Please describe the problem.

It seems that git-annex does not close the stdin of an external special remote when the ASYNC extension is in use. Sometimes git-annex goes ahead anyway, but sometimes it hangs until it or the remote process is killed.

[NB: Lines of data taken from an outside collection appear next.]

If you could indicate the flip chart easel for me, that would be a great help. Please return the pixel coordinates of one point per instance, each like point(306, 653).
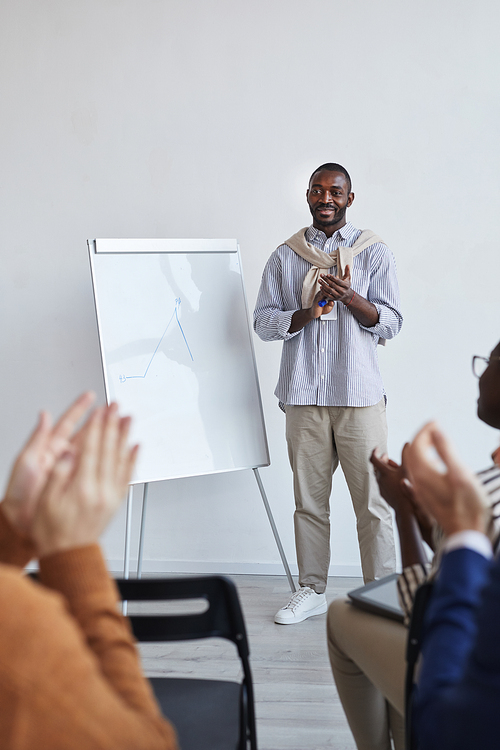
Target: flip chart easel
point(177, 355)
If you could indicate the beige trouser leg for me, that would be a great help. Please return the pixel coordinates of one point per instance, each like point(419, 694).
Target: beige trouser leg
point(318, 438)
point(367, 654)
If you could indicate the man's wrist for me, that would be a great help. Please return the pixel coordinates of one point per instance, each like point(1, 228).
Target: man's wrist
point(469, 539)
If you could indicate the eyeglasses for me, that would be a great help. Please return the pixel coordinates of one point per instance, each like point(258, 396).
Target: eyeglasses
point(479, 364)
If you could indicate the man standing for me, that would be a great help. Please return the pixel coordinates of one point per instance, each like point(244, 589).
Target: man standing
point(330, 293)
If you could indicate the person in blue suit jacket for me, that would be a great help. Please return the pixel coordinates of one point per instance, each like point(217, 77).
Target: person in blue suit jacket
point(457, 706)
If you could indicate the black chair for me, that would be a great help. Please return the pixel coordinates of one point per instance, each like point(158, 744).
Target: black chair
point(413, 649)
point(207, 714)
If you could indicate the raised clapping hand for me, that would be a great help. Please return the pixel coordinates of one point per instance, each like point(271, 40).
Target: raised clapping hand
point(85, 487)
point(398, 492)
point(36, 460)
point(336, 288)
point(454, 496)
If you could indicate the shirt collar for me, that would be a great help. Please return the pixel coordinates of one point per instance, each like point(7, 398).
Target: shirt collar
point(316, 235)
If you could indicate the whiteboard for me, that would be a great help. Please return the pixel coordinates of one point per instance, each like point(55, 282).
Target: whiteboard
point(177, 354)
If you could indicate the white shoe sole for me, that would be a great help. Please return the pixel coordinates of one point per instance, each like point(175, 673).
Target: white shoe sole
point(319, 610)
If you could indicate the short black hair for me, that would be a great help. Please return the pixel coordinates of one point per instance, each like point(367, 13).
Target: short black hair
point(331, 167)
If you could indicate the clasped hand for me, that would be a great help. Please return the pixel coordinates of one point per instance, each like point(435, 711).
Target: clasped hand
point(336, 288)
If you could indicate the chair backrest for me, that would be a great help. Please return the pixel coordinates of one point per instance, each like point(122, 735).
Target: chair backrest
point(415, 633)
point(222, 619)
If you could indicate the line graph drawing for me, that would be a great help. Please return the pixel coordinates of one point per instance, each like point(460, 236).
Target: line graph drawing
point(175, 314)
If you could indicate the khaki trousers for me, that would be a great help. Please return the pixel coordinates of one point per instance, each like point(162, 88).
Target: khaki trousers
point(319, 437)
point(368, 657)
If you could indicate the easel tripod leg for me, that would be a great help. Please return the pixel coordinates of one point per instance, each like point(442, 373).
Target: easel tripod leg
point(143, 524)
point(274, 529)
point(128, 530)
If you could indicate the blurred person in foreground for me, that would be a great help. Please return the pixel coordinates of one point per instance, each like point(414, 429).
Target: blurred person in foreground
point(458, 693)
point(70, 675)
point(367, 652)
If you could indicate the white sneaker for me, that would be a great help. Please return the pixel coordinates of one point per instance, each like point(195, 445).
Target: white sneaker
point(303, 604)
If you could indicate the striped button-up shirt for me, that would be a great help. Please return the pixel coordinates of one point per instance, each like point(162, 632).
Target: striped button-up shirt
point(329, 362)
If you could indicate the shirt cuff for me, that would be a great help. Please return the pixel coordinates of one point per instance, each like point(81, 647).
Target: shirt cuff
point(285, 323)
point(473, 540)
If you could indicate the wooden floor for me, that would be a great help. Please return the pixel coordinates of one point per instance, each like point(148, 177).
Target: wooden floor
point(296, 702)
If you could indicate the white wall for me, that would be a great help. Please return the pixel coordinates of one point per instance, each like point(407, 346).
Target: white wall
point(204, 118)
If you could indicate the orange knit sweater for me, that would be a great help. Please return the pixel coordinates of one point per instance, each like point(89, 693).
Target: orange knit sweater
point(70, 676)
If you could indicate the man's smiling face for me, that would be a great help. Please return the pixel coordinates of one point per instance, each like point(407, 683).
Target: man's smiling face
point(329, 198)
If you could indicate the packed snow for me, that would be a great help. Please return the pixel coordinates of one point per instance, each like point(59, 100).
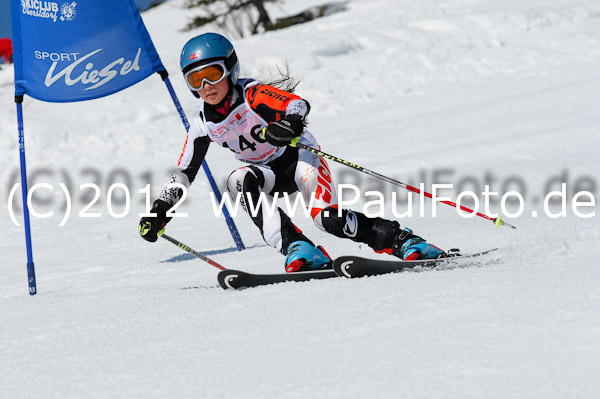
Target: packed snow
point(478, 92)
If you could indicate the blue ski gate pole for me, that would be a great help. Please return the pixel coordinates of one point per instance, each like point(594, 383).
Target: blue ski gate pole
point(30, 265)
point(232, 228)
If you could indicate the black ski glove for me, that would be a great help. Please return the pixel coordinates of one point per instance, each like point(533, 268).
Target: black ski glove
point(151, 228)
point(280, 133)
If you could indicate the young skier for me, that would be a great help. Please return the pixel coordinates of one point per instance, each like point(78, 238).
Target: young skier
point(257, 122)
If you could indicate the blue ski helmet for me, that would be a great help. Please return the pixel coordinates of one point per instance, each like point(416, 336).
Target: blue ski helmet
point(207, 48)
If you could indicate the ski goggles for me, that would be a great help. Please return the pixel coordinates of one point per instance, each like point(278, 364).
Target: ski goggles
point(212, 73)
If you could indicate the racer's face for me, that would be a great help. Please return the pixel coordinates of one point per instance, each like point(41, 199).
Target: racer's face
point(214, 94)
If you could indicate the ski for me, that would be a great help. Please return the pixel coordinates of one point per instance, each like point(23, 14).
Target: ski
point(236, 279)
point(354, 266)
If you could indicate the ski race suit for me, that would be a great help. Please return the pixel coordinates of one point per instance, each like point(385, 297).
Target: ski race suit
point(269, 169)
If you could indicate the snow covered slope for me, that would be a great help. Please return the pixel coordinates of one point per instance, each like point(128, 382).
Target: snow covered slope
point(464, 92)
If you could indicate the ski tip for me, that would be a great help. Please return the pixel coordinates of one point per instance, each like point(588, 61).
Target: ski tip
point(499, 222)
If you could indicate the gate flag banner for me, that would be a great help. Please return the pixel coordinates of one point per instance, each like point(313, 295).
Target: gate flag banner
point(79, 50)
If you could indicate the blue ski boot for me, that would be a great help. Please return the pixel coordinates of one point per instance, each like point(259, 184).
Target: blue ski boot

What steps will reproduce the problem?

Save the following code (a minimal dummy external special remote) into git-annex-remote-test somewhere on PATH and make it executable:

#!/usr/bin/env python3

import os
import sys


def write(s):
    print(s)
    sys.stdout.flush()


write("VERSION 1")

while True:
    line = sys.stdin.readline().strip()
    if not line:
        print("got EOF", file=sys.stderr)
        break

    cmd, *args = line.split()
    prefix = ""
    if cmd == "J":
        prefix = f"J {args[0]} "
        cmd, *args = args[1:]

    if cmd == "EXTENSIONS":
        if os.environ.get("TEST_ASYNC_ON") == "1":
            write("EXTENSIONS INFO ASYNC")
        else:
            write("EXTENSIONS INFO")
    elif cmd == "INITREMOTE":
        write(prefix + "INITREMOTE-SUCCESS")
    elif cmd == "PREPARE":
        write(prefix + "PREPARE-SUCCESS")
    elif cmd == "TRANSFER":
        tp, key, fn = args
        write(prefix + f"TRANSFER-SUCCESS {tp} {key}")
    elif cmd == "CHECKPRESENT":
        (key,) = args
        write(prefix + f"CHECKPRESENT-SUCCESS {key}")
    elif cmd == "REMOVE":
        (key,) = args
        write(prefix + f"REMOVE-SUCCESS {key}")
    else:
        write(prefix + "UNSUPPORTED-REQUEST")

Run the following script:

#!/bin/sh

PS4='================ '
set -ex

cd "$(mktemp -d)"
git init
git annex init
git annex initremote test type=external externaltype=test encryption=none
touch file
git annex add file
git annex copy --to test file

If the TEST_ASYNC_ON environment variable is set to 1, the dummy remote will advertise ASYNC support. In that case, the git annex copy command will hang until it or the remote process is manually killed. It looks like the initremote command also does not close the stdin of the remote processes that it spawns (as seen by the lack of got EOF lines in the terminal output), but it is able to complete successfully anyway.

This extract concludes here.